Santiago “Jimmy” Mellado, president and CEO of Compassion International, was born in El Salvador and raised in seven different countries. As a result, Mellado has experienced the powerful impact that local churches can have on their communities, especially in under-resourced environments.
Prior to joining Compassion in June, Mellado was president of the Willow Creek Association — a global ministry completely dedicated to helping local churches thrive. During his 20-year tenure there, WCA’s income grew from $2 million to more than $20 million and membership grew from 860 churches to more than 7,000.
Mellado has a mechanical engineering degree from Southern Methodist University and a master’s in business administration from Harvard Business School. At SMU, he was a member of the 1983 NCAA Division I indoor and outdoor track and field national champions, competing in the decathlon and setting the school record. Mellado went on to place fourth at the 1987 Pan American Games and 26th in the 1988 Seoul Olympics, competing for El Salvador. Mellado and his wife Leanne have three children.
What brought you to Compassion, and how did your past prepare you for this role?
I’ve admired the work of Compassion International for many years. My former organization, the Willow Creek Association, and Compassion enjoyed a strategic partnership, as both organizations believe deeply in the potential of local churches to redeem and restore our world for Christ. Through that partnership, and my family’s personal Compassion child sponsorship experiences, I’ve come to love Compassion’s cause, the excellence with which they go about fulfilling it, and their chosen strategy to work with the local church. When the opportunity to lead this remarkable organization was presented, my wife and I both felt God was clearly leading us to accept.
Since graduating from the Harvard Business School, I’ve been in the CEO role at the Willow Creek Association for 20 of the 22 years. I was able to lead that global organization through multiple eras of development from start-up to sustained growth, plateau, multiple reinventions and renewed growth. The demands on me as a leader changed dramatically during each era and required a significant amount of leadership elasticity that was incredibly forming for me. I’m excited to bring that learning to this new role as Compassion’s CEO and to continue growing through this new adventure that God has called me to.
What are some of your biggest objectives at Compassion? Any big changes on the horizon?

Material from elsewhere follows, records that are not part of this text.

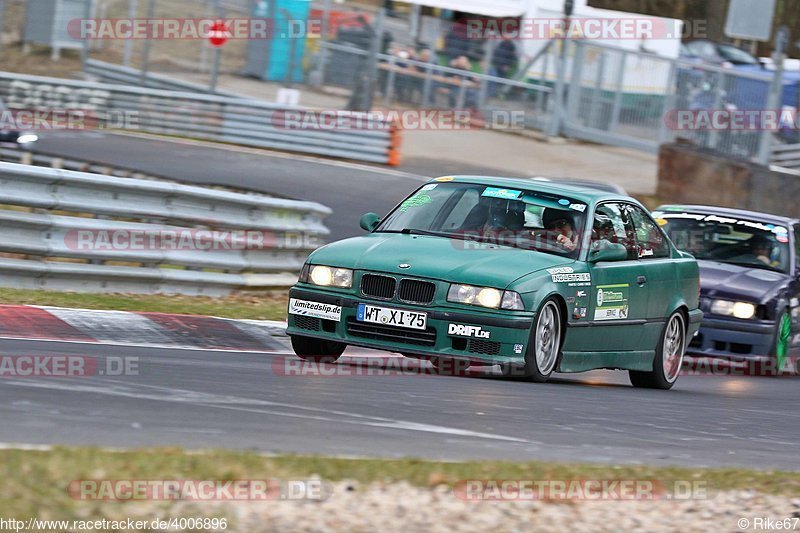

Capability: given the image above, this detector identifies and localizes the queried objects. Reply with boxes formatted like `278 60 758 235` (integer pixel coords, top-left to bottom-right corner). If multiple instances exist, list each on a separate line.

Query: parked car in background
287 176 702 389
681 39 761 67
653 205 800 370
679 39 800 109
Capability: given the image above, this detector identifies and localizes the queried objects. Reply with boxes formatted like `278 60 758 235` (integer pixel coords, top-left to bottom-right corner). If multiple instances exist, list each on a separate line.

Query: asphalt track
0 340 800 470
14 133 800 470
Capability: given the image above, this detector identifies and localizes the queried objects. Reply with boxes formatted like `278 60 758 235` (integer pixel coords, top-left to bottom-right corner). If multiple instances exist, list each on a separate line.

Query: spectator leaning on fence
447 55 479 108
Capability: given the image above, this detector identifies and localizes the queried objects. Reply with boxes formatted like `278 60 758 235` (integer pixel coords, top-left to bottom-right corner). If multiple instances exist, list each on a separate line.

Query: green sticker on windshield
482 187 522 200
400 194 432 213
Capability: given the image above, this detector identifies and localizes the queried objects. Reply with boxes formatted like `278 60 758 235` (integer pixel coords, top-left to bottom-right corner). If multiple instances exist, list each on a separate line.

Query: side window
442 189 481 231
794 224 800 270
628 205 670 259
591 204 638 259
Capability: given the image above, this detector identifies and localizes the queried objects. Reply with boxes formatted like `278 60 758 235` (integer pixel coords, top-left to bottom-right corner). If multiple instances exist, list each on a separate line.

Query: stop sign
208 22 231 47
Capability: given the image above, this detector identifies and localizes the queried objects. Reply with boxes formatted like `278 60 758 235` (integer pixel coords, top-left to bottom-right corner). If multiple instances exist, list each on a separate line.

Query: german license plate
356 304 428 329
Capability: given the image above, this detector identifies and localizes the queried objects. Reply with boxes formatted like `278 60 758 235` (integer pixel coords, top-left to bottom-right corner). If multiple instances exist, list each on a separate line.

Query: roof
434 176 639 204
655 204 797 224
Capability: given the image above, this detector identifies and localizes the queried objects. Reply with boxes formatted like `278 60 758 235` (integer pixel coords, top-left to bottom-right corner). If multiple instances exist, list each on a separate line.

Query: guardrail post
422 63 433 107
758 26 790 165
658 61 678 144
608 52 628 132
139 0 156 87
119 0 139 68
383 55 397 107
560 41 586 131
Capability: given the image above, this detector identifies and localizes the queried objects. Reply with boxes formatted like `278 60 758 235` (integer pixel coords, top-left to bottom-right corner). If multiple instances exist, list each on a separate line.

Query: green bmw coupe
288 176 702 389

One of the blessings of joining Compassion at this juncture is that the ministry is flourishing. This will afford me a season to develop a deep understanding of what God is doing through Compassion and the core areas behind our success that we need to build on and enhance.
Over these last few months, as I’ve listened to and learned from others at Compassion, a few things are starting to come into focus regarding our future. Chief among them is a deep-seated conviction about the organization’s existing distinctives that will not change with my leadership. I am committed to preserving Compassion’s Christ-centered ministry and working through the local church to remain child-focused as we continue to champion holistic child development.

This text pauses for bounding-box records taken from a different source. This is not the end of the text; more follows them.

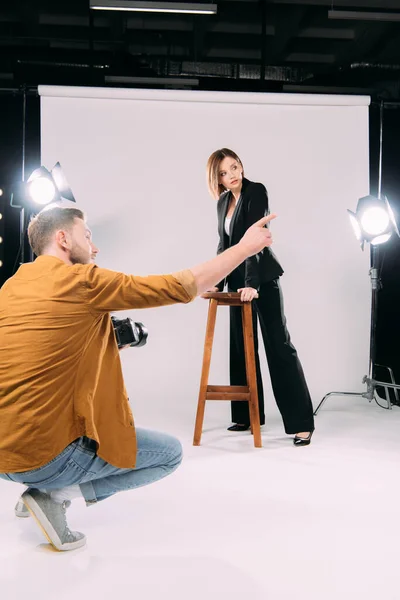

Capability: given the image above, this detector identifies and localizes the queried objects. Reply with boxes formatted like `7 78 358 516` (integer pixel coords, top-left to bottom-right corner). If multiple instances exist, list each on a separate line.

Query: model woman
207 148 314 446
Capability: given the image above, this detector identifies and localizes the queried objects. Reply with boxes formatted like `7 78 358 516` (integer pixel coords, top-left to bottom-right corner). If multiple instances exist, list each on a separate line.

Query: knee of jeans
172 438 183 465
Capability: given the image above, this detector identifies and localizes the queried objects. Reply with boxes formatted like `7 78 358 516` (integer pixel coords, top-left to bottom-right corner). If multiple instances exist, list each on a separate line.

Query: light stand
314 102 400 415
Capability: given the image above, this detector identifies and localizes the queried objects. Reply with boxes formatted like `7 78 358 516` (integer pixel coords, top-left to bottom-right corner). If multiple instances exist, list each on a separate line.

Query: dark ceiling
0 0 400 100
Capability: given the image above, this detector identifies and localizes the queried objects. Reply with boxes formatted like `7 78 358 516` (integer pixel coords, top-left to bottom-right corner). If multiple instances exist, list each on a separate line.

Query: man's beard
69 244 92 265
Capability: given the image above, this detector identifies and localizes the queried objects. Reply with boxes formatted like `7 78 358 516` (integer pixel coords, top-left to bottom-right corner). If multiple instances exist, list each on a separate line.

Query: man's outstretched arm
85 215 275 313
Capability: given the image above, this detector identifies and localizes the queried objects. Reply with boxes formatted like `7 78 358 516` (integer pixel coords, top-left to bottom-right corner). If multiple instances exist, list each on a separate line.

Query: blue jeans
0 429 182 505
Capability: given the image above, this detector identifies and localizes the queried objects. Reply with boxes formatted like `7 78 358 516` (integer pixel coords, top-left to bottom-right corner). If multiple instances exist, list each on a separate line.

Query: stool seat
193 292 262 448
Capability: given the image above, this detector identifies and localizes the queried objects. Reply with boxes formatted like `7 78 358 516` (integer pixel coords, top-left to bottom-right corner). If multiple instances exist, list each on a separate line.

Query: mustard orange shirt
0 255 196 473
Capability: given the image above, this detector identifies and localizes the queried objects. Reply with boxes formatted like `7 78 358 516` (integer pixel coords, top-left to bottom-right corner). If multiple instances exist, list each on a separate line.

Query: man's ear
56 229 69 248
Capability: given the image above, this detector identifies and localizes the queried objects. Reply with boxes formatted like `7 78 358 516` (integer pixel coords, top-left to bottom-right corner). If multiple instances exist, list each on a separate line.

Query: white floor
0 398 400 600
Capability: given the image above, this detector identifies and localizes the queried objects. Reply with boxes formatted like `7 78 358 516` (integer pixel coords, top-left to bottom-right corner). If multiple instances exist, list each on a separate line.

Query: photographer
0 207 274 550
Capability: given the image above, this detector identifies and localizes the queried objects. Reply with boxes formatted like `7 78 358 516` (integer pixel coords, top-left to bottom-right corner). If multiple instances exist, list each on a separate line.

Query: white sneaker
14 498 31 519
22 488 86 551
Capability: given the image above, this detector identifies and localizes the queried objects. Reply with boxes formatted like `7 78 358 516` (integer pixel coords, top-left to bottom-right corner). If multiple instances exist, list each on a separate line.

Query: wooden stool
193 292 262 448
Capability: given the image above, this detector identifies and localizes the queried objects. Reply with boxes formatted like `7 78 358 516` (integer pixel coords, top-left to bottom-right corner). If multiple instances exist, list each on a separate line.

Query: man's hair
207 148 244 199
28 206 85 256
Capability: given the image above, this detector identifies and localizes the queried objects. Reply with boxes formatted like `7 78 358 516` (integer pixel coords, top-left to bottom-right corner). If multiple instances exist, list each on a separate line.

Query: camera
111 317 149 348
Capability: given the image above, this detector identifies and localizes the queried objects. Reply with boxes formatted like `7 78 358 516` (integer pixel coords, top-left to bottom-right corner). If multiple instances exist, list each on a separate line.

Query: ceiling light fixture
328 9 400 21
90 0 217 15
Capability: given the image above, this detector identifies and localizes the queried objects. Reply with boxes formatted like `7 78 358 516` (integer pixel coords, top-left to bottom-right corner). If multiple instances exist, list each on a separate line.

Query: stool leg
193 299 218 446
242 302 262 448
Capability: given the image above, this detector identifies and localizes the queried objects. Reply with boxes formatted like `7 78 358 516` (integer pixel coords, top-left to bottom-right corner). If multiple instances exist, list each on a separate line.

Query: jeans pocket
20 458 79 489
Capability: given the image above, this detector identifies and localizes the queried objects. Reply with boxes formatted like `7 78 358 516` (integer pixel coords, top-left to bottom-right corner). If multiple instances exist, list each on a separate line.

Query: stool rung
206 385 250 400
206 392 250 401
207 385 249 394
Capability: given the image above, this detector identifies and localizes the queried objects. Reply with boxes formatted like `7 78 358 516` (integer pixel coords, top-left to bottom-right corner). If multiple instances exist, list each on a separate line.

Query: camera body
111 317 149 348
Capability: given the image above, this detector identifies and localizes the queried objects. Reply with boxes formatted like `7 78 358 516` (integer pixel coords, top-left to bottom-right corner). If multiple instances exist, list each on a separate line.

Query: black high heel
293 430 314 446
228 423 250 431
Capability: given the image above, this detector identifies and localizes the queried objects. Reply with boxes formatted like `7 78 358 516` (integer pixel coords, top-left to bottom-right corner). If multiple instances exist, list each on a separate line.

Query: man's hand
238 214 276 256
201 287 219 298
190 215 276 295
238 288 258 302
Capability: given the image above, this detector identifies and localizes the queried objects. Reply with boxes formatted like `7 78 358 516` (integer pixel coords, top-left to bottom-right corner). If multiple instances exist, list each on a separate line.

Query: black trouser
229 279 314 433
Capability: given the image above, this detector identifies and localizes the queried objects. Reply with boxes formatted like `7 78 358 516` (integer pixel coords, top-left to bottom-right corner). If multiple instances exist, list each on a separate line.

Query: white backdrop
39 86 369 425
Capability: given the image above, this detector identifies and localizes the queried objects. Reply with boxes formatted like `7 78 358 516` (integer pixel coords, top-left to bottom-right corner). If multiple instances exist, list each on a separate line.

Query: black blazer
217 179 283 291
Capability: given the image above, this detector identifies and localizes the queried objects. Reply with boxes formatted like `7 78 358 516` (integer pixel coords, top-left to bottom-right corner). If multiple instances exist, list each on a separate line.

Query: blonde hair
28 206 85 256
207 148 244 200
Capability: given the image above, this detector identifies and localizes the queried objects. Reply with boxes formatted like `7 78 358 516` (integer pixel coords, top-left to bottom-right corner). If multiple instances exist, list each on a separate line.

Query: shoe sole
14 510 31 519
24 495 86 552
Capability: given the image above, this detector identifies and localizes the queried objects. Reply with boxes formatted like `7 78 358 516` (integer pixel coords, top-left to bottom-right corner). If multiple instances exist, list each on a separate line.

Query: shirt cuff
172 269 197 300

A landmark, independent study of Compassion’s Child Sponsorship Program has shown that children who participated in Compassion’s program between 1980 and 1992 stayed in school longer, were more likely to have salaried or white-collar employment as adults, and were more likely to be leaders in their communities and churches than their peers who did not participate in the program. Compassion’s unique approach to holistic child development through sponsorship is clearly working. We will continue to build off of this strong foundation.

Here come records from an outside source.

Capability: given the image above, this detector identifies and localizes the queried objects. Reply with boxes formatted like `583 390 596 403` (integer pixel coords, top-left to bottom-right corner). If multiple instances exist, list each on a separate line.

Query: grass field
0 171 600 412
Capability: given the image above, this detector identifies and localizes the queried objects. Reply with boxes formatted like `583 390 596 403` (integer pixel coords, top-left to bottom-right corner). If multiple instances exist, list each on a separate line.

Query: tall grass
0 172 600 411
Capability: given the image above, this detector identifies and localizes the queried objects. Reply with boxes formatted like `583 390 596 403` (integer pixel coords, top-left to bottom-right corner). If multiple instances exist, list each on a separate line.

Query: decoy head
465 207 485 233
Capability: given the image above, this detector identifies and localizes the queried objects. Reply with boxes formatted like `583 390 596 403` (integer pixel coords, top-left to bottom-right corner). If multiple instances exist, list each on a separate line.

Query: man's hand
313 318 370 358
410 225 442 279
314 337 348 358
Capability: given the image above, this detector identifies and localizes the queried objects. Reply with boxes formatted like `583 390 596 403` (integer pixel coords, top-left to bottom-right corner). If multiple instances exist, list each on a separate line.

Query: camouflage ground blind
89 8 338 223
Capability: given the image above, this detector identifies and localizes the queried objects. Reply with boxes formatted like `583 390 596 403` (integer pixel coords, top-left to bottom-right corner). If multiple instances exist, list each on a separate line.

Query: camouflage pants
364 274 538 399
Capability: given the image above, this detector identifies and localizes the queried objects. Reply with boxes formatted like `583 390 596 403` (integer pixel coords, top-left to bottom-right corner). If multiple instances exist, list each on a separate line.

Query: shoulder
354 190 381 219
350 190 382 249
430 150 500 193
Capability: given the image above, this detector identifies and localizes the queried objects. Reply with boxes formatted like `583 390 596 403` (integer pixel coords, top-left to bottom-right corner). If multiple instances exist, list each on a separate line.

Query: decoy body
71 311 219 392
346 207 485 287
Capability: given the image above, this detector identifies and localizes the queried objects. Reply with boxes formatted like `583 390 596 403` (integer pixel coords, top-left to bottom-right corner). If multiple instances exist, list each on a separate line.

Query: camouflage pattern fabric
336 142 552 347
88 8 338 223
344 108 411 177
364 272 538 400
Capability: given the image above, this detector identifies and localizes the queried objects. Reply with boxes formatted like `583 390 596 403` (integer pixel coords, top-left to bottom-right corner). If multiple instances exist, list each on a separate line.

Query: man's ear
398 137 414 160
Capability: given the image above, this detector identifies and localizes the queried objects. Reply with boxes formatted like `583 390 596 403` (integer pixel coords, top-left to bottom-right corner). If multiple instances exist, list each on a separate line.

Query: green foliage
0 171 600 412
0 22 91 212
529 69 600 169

Compassion recently acquired the former Lexis Nexis building. How many employees will be there? Has the number of staff in Colorado Springs been growing or declining, and what do you think the future trend will be?
That 202,000-square-foot facility adjoins our existing campus and was purchased in preparation for future growth. The space is currently 58 percent tenant-occupied and we’re utilizing a portion of the property for a special project team.
About 900 of Compassion’s 2,600 worldwide staff are located in Colorado Springs. Our local workforce has been steadily growing for the past several years, averaging slightly over 3 percent annual growth over the past four years. Given that Compassion is blessed to be one of the fastest growing charities in the U.S., we’re anticipating a growth trend will continue into the future.
Your past experience as an Olympian should help to make you a great fit in Colorado Springs. Tell us about that experience and what athletic characteristics you draw on to lead.
My athletic journey has definitely influenced my leadership. The decathlon, my chosen event, is a multi-discipline effort involving 10 events spread over a two-day period. It’s clearly an event for generalists verses specialists. Executive leadership by its very nature is a multi-discipline challenge. The emotional lessons learned in the decathlon have also served me well in leadership. When you perform poorly in one event you can’t get too down on yourself because the next event is coming right up. The same dynamics exists with a victory in one event. If you celebrate too much, you won’t be ready for that next challenge.
Organizational leadership is very similar. You have to maintain an even keel, remembering you are probably not as good as your victories indicate nor as bad as your losses reflect either. As in decathlon, training, perseverance, unbridled optimism and refusing to see oneself as a victim are critical to success.
What are you most excited about, living in Colorado Springs?
Colorado Springs is breathtaking. It’s hard to believe I get to do important work in a place that fills my soul just driving to work. I can’t wait to run, hike, ski and explore as I take in and enjoy God’s amazing creation that is Colorado!